Il prossimo 7 marzo prenderà avvio la prima edizione del Corso di Perfezionamento in Cultural Security Management (iscrizioni entro il 26 febbraio), promosso dalla Fondazione in collaborazione con l’Università degli Studi di Pavia. Si rivolge ai giovani in possesso di una laurea triennale o di un titolo superiore nell’ambito dei beni culturali, che desiderano intraprendere una carriera dedicata alla tutela, alla gestione e alla valorizzazione del patrimonio storico-artistico ed archeologico italiano. Quali sono i punti di forza e di innovazione didattica di questa nuova proposta accademica?

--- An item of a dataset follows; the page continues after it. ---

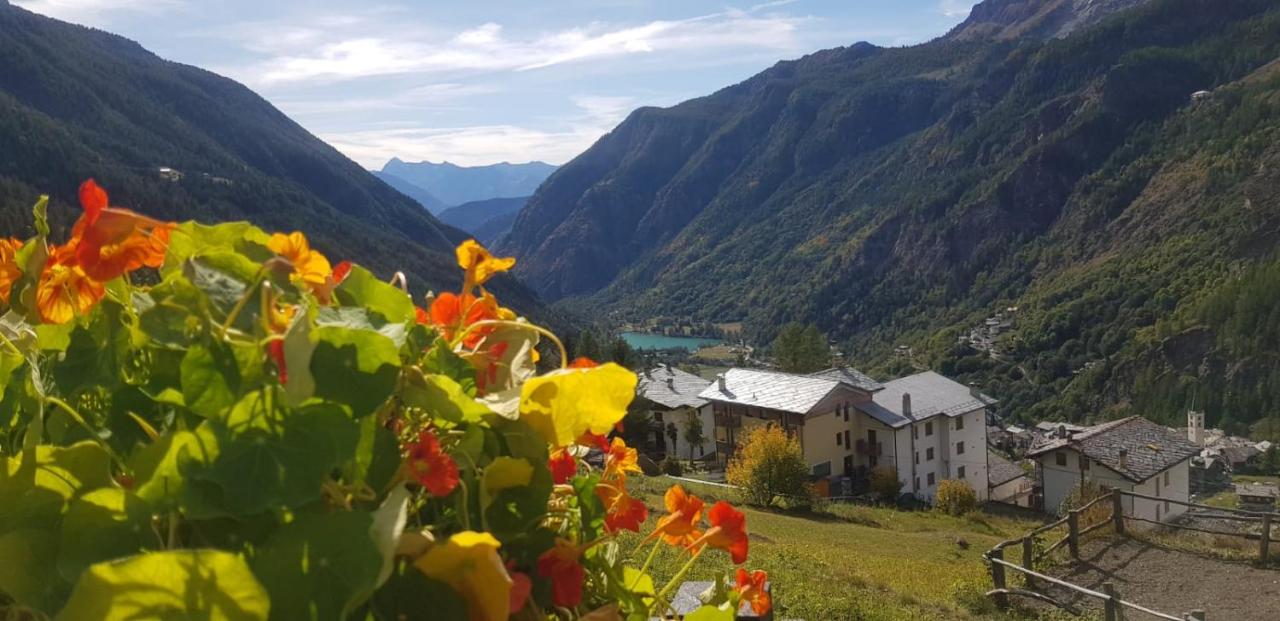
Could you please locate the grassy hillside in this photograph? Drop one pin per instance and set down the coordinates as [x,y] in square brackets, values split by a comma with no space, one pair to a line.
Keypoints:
[856,562]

«Finalmente questo tema viene portato in ambito accademico in un Corso di Perfezionamento, quindi in un corso destinato a chi già è laureato e che spesso già lavora in questo ambito, in una Università tra l’altro di grande prestigio come quella di Pavia, il che è di per sé un segnale importante. È l’edizione zero nella quale vogliamo toccare un po’ tutti i vari ambiti in cui è coinvolta questa nuova figura professionale. Ampio spazio chiaramente alla normativa, all’analisi dei rischi, all’attività di una eccellenza italiana come quella dei Carabinieri del Comando Tutela Patrimoniale Culturale, ma soprattutto alle tecnologie per cercare di tradurre in un linguaggio comprensibile ai non addetti ai lavori le potenzialità già disponibili. Le nuove tecnologie offrono anche strumenti di business intelligence che servono a capire e modulare al meglio l’offerta culturale della struttura, dall’analisi dei visitatori nei momenti di maggiore affluenza al percorso all’interno delle sale espositive, all’individuazione dei punti di maggiore permanenza. È una iniziativa particolarmente cara, che si inserisce in un progetto molto ampio della nostra Fondazione, e che mi fa anche essere ottimista: un po’ di anni fa non ci sarebbe stata la sensibilità per arrivare a proporre un Corso di Perfezionamento come questo. Oggi invece l’Università di Pavia si mostra all’avanguardia, da questo punto di vista, e spero che la proposta possa essere portata dalla nostra Fondazione anche in altre università e in altri contesti».

Prossimo appuntamento con le iniziative della Fondazione?
«L’ha già detto lei, sarà il 7 marzo con l’avvio del Corso di Perfezionamento, ma subito dopo nella tarda primavera ci sarà la presentazione del nostro nuovo volume, a cui stiamo lavorando. Riguarderà un tema di grande attualità come la protezione del patrimonio culturale contro il fenomeno dei vandalismi, che sarà analizzato da diversi punti di vista: dallo psicologo, dall’avvocato, dai Carabinieri del TPC, dalle tecnologie».